雖然輸入資料是均等劃分並且並行分配，但是output loss每次都會在第一塊GPU聚合相加計算，所以第一塊GPU的記憶體負載和使用率會大於其他顯示卡。

_check_balance 函式會檢查負載是否平衡，如果記憶體或者處理器 max/min > 0.75 會有警告。

def _check_balance(device_ids):
    imbalance_warn = """
    There is an imbalance between your GPUs. You may want to exclude GPU {} which
    has less than 75% of the memory or cores of GPU {}. You can do so by setting
    the device_ids argument to DataParallel, or by setting the CUDA_VISIBLE_DEVICES
    environment variable."""
    device_ids = [_get_device_index(x, True) for x in device_ids]
    dev_props = _get_devices_properties(device_ids)
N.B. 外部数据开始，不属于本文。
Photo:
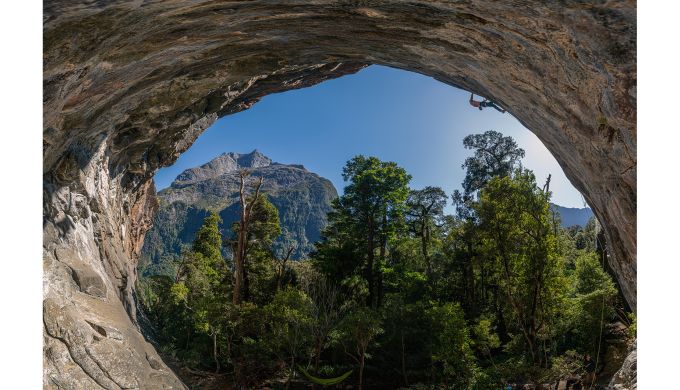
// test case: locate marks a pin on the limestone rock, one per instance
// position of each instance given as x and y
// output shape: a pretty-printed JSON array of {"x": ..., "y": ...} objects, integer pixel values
[{"x": 129, "y": 85}]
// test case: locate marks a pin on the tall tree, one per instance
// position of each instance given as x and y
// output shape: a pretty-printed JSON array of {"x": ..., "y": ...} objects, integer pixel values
[
  {"x": 200, "y": 283},
  {"x": 519, "y": 242},
  {"x": 494, "y": 155},
  {"x": 256, "y": 250},
  {"x": 240, "y": 253},
  {"x": 369, "y": 213},
  {"x": 425, "y": 210}
]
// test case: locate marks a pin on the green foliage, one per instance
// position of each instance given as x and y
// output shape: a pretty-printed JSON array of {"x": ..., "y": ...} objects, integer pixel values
[
  {"x": 397, "y": 294},
  {"x": 324, "y": 381},
  {"x": 494, "y": 156},
  {"x": 451, "y": 352}
]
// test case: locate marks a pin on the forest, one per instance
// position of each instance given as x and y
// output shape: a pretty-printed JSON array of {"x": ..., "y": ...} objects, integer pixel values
[{"x": 398, "y": 293}]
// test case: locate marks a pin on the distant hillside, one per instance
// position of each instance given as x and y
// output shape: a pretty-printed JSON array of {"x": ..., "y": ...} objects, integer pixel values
[
  {"x": 571, "y": 216},
  {"x": 302, "y": 198}
]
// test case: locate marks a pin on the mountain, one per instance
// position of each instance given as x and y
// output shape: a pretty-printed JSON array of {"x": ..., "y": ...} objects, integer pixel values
[
  {"x": 302, "y": 198},
  {"x": 572, "y": 215}
]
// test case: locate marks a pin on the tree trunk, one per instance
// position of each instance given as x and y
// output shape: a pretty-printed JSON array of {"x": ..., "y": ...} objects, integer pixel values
[
  {"x": 403, "y": 360},
  {"x": 361, "y": 371},
  {"x": 217, "y": 361},
  {"x": 369, "y": 265}
]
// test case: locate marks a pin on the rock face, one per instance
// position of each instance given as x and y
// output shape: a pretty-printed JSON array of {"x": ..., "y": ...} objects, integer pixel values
[
  {"x": 302, "y": 198},
  {"x": 571, "y": 216},
  {"x": 129, "y": 85},
  {"x": 626, "y": 377}
]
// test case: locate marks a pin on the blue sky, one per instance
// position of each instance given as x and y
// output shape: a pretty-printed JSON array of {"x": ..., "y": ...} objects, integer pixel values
[{"x": 392, "y": 114}]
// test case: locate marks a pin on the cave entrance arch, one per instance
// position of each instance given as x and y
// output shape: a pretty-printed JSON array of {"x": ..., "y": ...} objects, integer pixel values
[{"x": 128, "y": 86}]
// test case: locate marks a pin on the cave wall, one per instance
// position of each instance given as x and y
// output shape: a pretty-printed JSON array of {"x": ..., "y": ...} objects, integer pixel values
[{"x": 129, "y": 85}]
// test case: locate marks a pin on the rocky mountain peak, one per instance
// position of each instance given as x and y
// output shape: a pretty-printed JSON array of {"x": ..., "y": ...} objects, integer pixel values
[{"x": 224, "y": 163}]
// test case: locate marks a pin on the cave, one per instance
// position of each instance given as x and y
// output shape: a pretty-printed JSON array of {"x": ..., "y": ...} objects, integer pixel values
[{"x": 128, "y": 86}]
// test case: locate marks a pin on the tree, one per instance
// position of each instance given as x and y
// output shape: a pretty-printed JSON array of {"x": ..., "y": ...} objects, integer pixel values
[
  {"x": 450, "y": 345},
  {"x": 200, "y": 282},
  {"x": 255, "y": 231},
  {"x": 368, "y": 215},
  {"x": 326, "y": 312},
  {"x": 593, "y": 296},
  {"x": 494, "y": 155},
  {"x": 359, "y": 329},
  {"x": 425, "y": 210},
  {"x": 290, "y": 324},
  {"x": 519, "y": 241}
]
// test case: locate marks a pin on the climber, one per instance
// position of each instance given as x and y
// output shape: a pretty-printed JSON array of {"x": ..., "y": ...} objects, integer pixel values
[{"x": 485, "y": 103}]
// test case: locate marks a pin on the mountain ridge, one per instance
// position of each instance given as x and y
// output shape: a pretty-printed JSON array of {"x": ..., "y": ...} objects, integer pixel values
[{"x": 303, "y": 199}]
    def warn_imbalance(get_prop):
        values = [get_prop(props) for props in dev_props]
        min_pos, min_val = min(enumerate(values), key=operator.itemgetter(1))
        max_pos, max_val = max(enumerate(values), key=operator.itemgetter(1))
        if min_val / max_val < 0.75:
            warnings.warn(imbalance_warn.format(device_ids[min_pos], device_ids[max_pos]))
            return True
        return False

    if warn_imbalance(lambda props: props.total_memory):
        return
    if warn_imbalance(lambda props: props.multi_processor_count):
        return

0x04 前向傳播

DataParallel平行計算只存在在前向傳播過程之中。

4.1 總述

之前示例之中已經用 cuda() 函式來把模型放到 GPU[0] 之上，GPU[0] 這裡已經有了模型的parameters 和 buffers。

model=model.cuda()

所以forward函式之中，就不用作這一步，而是從分發模型和資料開始，需要注意的是：每次前向傳播的時候都會分發模型。具體分為幾個步驟。

驗證：遍歷module的parameters和buffers，看看是否都在GPU[0]之上，如果不在，報錯。
分發（(Scatter）輸入資料：將輸入資料根據其第一個維度（一般是 batch 大小）劃分多份，傳送到多個 GPU；
複製（Replicate）模型：將模型分別拷貝到多個 GPU；
並行應用（parallel_apply）：在多個模型之上並行進行前向傳播。因為 GPU device_ids[0] 和 base parallelized module 共享儲存，所以在device[0] 上的 in-place 更新也會被保留下來，其他的GPU則不會。
收集（Gather）：收集從多個 GPU 上傳送回來的資料；

具體程式碼如下：

    def forward(self, *inputs, **kwargs):
        
        with torch.autograd.profiler.record_function("DataParallel.forward"):
            # 如果機器上沒有GPU，則直接用CPU執行
            if not self.device_ids:
                return self.module(*inputs, **kwargs)
        
            # 遍歷module的parameters和buffers，看看是否都在GPU[0]之上，如果不在，報錯。
            for t in chain(self.module.parameters(), self.module.buffers()):
                if t.device != self.src_device_obj:
                    raise RuntimeError("module must have its parameters and buffers "
                                       "on device {} (device_ids[0]) but found one of "
                                       "them on device: {}".format(self.src_device_obj, t.device))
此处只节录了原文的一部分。